Self-replication long has been considered the sine qua non of long distance travel in space, and NIAC has funded studies at Cornell, Johns Hopkins and General Dynamics. The scale of such applications ranges from machine parts to the establishment of hospitable ecosystems on barren sites.

It seems inevitable in this developmental trajectory that just-in-time self-diagnosis, repair and replication will be close behind. These have been long held aspirations of futurists such as mathematicians John von Neumann and Edward F. Moore and physicist Freeman Dyson.

Robert Freitas's 1980 seminal study of self-replication quantified the retrofitting of a contemporary project, Daedalus, with subsystems needed for self-replication. The study described the launching of a space probe containing a so-called seed factory capable of reproducing and launching yet another probe with another seed factory from a distant planet, ad infinitum. This type of device generally has been called a von Neumann probe, and it's the subject of many proposals and works of science fiction. NIAC has sponsored a large body of subsequent research into automated factory systems, self-assembly and other strategies to support its aeronautical mission.
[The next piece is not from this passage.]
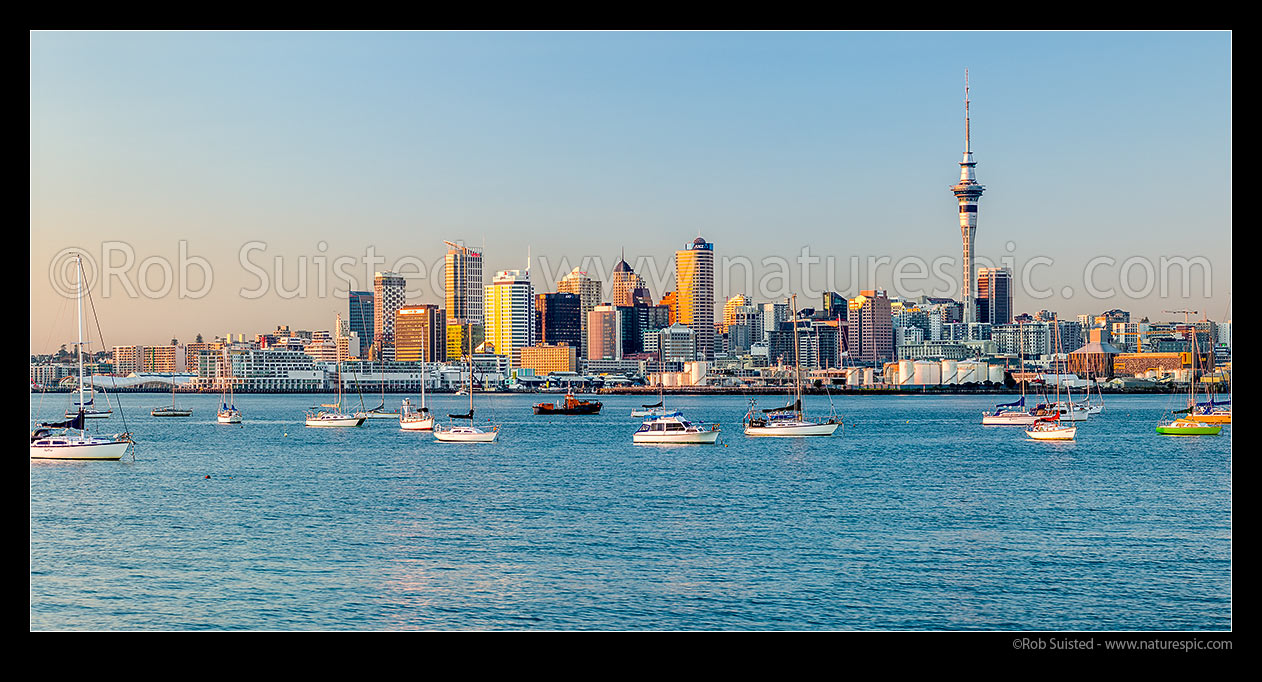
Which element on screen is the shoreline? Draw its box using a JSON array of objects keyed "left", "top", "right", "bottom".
[{"left": 30, "top": 385, "right": 1211, "bottom": 397}]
Special challenges of biological materials

Biomaterial manufacture using 3D printers is of interest in space because materials such as wood and silk are extremely useful but difficult to transport. A team at the Office of the Chief Technologist at the NASA Ames Research Center and Stanford University is investigating the printing of biomaterials.

Packet of freeze-dried astronaut food

In theory, 3-D printing could add variety to astronauts' diets.

The impetus of such study is the need to reduce equipment and material “upmass” on a ship leaving earth by using local materials at the destination and creating things as they are needed. The ultimate goal is to print structured arrays of engineered cells to deposit or excrete biological materials in patterns that create useful biomaterials. The team also hopes to advance new ways of manufacturing and perhaps discover new composites.

Providing food to crewmembers on a long deep space flight is a challenge. A trip to Mars, for example, is calculated to take five years with our current technology, and the food system now employed will not be able to meet the nutritional needs of that crew. Refrigeration and freezing take up too many resources, and individually packaged long-shelf-life products are made with processes that severely degrade the micronutrients in the food. Systems and Materials Research Consultancy of Austin, Texas, is investigating the use of 3-D printing to provide a new alternative. This work is still years away from being tested on an actual flight.

Building the future in space

Additive manufacturing developments made in the space program will continue to advance both sustainable design and bio-inspired design. Additive manufacturing is enabling capabilities that are by their very nature biomimetic; self-replication is perhaps the best example. Going local, light and flexible are all objectives being pursued at NASA through 3-D printing and the results will continue to reap benefits for green design here on earth.